Edit: yeah i get the same Assertion failed: dims.d[1 + i] % block_size == 0, for opset 10. for 11 i get the above.

rmccorm4 commented 4 years ago

Hi @amrit110 ,

So I played around with the ONNX parser source code for a bit to try to fix this error:

terminate called after throwing an instance of 'std::out_of_range'
  what():  Attribute not found: pads

This is what I came up with naively, though I haven't really played around with this code before:

DEFINE_BUILTIN_OP_IMPORTER(Pad)
    ...
    std::vector<int> onnx_padding;
    if (ctx->getOpsetVersion() >= 11) {
        int pad;
        auto pads_tensor = inputs.at(1).weights();
        for (int i = 0; i < pads_tensor.count(); i++) {
            pad = (static_cast<int const*>(pads_tensor.values))[i];
            onnx_padding.push_back(pad);
            std::cout << "ONNX PADDING:" << pad << std::endl;
        }
    } else {
        onnx_padding = attrs.get<std::vector<int>>("pads");
    }
    ...

After which I get past that error, and see that the pad values were gotten correctly matching what I saw in Netron:

ONNX PADDING:0
ONNX PADDING:2
ONNX PADDING:2
ONNX PADDING:0
ONNX PADDING:0
ONNX PADDING:2
ONNX PADDING:2
ONNX PADDING:0

But I got a new error which is more standard:

While parsing node number 424 [Pad]:
ERROR: /mnt/TensorRT/parsers/onnx/builtin_op_importers.cpp:2114 In function importPad:
[8] Assertion failed: onnx_padding.size() == 8 && onnx_padding[0] == 0 && onnx_padding[1] == 0 && onnx_padding[4] == 0 && onnx_padding[5] == 0 && "This version of TensorRT only supports padding on the outer two dimensions on 4D tensors!"

I think this is now more in the territory of model architecture, and I'm assuming you just have to abide by that error for now (change your padding in your model to meet those constraints).
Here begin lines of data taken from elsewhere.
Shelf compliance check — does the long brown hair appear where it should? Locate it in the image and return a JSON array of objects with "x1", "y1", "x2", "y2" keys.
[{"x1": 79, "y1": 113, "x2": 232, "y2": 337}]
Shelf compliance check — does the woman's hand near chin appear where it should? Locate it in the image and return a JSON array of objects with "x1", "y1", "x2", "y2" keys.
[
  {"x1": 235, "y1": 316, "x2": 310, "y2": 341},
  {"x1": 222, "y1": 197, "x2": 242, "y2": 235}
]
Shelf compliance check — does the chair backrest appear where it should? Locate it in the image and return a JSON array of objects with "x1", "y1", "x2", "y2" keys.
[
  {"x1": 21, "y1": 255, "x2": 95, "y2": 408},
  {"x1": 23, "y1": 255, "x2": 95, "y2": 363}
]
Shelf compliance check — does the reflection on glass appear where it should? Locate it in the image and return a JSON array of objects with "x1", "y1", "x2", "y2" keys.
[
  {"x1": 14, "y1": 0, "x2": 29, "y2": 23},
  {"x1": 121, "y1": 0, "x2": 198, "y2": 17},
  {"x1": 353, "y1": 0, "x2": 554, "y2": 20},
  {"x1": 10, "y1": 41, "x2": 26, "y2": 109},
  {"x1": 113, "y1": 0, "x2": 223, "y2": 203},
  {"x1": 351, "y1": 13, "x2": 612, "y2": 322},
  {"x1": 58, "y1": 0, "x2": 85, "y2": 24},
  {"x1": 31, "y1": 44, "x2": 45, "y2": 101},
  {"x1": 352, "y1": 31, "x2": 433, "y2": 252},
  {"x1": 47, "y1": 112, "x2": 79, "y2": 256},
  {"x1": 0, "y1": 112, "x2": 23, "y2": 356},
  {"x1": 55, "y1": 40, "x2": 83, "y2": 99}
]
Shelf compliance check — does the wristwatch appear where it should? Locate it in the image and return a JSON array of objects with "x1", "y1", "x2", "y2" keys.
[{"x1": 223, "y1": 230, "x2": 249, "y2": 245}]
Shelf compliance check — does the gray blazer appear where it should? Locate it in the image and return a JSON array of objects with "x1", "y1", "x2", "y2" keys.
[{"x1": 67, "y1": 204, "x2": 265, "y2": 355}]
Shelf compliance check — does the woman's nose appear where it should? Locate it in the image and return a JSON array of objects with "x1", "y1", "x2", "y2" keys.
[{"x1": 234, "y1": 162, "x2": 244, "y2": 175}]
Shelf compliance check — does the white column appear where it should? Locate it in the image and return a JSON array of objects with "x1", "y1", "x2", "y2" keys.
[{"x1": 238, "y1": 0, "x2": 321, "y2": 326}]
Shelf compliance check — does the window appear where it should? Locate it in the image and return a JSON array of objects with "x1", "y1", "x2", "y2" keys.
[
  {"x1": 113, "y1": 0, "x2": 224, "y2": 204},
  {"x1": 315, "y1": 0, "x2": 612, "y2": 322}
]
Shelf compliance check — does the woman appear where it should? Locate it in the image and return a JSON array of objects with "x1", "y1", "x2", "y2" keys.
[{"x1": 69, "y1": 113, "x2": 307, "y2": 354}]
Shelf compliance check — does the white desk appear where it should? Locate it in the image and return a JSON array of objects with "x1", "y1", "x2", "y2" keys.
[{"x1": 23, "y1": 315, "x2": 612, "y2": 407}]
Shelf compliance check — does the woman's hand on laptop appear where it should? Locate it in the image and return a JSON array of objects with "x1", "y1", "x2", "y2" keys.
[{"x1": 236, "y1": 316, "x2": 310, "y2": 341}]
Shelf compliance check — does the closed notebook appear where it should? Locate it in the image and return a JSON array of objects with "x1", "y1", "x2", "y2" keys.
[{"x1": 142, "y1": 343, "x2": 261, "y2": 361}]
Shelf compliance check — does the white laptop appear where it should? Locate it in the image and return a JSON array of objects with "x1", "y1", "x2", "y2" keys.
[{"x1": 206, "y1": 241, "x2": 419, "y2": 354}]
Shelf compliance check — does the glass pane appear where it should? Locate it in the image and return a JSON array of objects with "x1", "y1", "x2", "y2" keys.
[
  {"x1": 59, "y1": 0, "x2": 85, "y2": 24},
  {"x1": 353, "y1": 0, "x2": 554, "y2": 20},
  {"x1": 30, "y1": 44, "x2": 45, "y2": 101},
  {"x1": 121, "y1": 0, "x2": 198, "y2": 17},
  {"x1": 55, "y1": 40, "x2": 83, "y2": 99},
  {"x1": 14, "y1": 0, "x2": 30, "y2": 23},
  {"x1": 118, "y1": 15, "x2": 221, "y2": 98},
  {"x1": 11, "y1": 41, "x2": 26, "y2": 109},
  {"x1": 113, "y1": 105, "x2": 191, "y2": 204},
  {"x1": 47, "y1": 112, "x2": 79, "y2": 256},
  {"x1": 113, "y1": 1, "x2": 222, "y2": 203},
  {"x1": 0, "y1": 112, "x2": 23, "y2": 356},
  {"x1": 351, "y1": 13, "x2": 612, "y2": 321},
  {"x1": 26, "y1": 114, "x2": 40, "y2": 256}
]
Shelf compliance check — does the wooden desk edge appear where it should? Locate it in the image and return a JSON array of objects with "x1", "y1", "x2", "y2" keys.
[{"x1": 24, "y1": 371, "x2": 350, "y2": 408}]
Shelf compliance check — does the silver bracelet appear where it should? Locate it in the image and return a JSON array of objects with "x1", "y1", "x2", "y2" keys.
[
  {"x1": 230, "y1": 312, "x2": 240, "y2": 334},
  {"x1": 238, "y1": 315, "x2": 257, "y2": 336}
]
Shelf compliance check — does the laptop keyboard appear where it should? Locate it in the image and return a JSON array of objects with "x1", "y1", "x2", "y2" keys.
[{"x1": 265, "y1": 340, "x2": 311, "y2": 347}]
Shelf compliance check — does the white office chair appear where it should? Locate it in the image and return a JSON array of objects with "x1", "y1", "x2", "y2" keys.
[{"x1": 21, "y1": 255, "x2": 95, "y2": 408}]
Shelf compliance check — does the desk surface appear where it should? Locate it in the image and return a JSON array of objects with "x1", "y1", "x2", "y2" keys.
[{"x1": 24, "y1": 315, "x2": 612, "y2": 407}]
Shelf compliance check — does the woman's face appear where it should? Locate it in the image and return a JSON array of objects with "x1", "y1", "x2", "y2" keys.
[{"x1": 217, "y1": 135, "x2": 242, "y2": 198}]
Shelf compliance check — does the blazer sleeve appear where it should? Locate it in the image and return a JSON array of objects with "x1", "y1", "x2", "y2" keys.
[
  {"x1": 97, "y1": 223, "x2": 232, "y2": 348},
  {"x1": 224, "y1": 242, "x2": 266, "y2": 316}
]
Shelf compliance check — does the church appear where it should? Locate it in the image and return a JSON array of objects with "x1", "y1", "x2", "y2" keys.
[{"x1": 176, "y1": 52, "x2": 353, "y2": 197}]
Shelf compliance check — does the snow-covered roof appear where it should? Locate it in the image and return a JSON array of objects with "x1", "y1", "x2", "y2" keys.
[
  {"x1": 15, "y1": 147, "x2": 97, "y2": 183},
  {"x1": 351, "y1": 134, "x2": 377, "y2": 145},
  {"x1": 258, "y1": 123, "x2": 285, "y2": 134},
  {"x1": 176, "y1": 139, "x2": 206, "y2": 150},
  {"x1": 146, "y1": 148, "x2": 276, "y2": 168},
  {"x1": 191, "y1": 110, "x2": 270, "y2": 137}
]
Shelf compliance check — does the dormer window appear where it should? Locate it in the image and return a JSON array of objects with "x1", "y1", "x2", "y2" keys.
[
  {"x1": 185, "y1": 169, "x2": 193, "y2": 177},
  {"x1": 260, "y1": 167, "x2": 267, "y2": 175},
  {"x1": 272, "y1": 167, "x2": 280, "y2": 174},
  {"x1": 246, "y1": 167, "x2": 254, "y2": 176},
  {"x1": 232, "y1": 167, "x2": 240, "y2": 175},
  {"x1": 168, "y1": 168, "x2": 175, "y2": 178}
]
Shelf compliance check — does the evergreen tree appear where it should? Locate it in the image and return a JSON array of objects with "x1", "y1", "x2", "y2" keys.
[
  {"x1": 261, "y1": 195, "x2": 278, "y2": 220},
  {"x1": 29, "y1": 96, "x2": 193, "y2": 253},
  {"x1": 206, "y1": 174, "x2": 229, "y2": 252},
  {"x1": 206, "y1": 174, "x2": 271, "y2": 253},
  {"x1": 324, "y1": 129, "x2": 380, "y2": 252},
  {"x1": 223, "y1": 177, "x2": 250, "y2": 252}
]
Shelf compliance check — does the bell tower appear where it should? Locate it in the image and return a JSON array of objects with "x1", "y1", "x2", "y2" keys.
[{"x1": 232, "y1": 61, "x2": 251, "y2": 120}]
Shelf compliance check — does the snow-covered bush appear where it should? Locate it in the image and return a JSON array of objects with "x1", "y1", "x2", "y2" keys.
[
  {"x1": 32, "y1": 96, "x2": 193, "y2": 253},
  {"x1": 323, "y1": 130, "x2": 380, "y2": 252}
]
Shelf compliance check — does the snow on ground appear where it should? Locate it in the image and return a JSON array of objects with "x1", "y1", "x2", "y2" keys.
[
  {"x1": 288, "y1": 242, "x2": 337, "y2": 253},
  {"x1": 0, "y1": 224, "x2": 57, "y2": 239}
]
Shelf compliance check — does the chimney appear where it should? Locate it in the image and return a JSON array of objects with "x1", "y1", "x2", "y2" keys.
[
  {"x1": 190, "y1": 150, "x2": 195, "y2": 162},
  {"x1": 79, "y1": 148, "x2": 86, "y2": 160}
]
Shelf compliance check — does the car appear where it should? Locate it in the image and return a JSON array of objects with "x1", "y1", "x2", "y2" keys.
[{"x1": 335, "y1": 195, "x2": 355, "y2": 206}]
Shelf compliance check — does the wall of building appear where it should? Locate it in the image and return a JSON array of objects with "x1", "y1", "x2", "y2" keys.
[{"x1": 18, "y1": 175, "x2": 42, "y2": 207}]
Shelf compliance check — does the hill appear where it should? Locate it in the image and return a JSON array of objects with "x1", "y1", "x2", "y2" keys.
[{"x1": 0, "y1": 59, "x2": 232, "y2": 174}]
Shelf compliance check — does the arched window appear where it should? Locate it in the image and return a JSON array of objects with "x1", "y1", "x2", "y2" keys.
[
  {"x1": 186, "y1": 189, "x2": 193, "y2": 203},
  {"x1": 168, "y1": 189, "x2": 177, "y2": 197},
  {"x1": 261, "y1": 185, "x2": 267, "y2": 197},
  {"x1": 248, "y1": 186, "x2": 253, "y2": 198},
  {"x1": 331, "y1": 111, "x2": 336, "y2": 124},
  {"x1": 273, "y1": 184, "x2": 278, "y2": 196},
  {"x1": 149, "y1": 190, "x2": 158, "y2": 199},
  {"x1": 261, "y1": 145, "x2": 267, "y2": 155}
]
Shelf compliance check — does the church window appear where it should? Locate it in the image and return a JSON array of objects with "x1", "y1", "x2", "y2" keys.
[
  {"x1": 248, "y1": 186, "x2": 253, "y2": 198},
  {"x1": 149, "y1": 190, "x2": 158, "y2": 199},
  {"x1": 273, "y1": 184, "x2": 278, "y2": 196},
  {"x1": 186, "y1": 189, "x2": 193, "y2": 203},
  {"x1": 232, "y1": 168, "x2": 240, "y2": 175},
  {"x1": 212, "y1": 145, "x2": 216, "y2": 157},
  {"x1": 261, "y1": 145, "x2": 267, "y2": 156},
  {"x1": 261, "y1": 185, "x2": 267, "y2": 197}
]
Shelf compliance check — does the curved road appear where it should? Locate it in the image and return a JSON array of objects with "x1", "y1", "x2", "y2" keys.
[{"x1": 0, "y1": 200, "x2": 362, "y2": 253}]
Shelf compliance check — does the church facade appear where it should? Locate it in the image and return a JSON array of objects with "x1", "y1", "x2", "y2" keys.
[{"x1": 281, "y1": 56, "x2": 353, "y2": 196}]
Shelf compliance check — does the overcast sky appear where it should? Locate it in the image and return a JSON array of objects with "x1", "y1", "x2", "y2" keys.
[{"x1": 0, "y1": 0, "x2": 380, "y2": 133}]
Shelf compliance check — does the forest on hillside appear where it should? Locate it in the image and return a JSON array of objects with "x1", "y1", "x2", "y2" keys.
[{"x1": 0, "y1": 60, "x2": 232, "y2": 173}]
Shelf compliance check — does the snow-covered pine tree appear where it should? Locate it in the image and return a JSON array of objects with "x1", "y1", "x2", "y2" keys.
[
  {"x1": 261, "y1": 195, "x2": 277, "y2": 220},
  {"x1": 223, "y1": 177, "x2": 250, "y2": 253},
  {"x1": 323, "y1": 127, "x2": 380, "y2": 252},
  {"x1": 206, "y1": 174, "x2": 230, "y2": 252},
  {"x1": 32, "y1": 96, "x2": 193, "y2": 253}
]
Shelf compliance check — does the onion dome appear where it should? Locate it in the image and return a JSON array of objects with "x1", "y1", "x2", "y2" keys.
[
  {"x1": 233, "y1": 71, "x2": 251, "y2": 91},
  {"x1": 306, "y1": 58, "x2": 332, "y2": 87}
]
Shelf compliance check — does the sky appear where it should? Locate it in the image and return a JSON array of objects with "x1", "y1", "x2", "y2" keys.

Though I'm not 100% sure.

amrit110 commented 4 years ago

@rmccorm4, this is the padding issue i mentioned in my earlier comment, which i also get from using opset 10. but you are right, the padding op is tied to the model, this seems related to https://github.com/onnx/tensorflow-onnx/issues/201. in that issue they say its some order of padding which doesn't get translated correctly. i dont understand how they got around it using their fix, ill look into that though.

copaah commented 4 years ago

Any updates on this issue?

rmccorm4 commented 4 years ago

Looks like this padding opset11 support was just added to master here: https://github.com/onnx/onnx-tensorrt/pull/408

@amrit110 can you see if this works for your model?

basaltzhang commented 4 years ago

After update the code, I get another error using onnx opset 11

 UNSUPPORTED_NODE: Assertion failed: inputs.at(1).is_weights()

It seems pad is not a weight but a tensor in here

copaah commented 4 years ago

@basaltzhang Did you resolve this issue? I encounter the same problem.

basaltzhang commented 4 years ago

@basaltzhang Did you resolve this issue? I encounter the same problem.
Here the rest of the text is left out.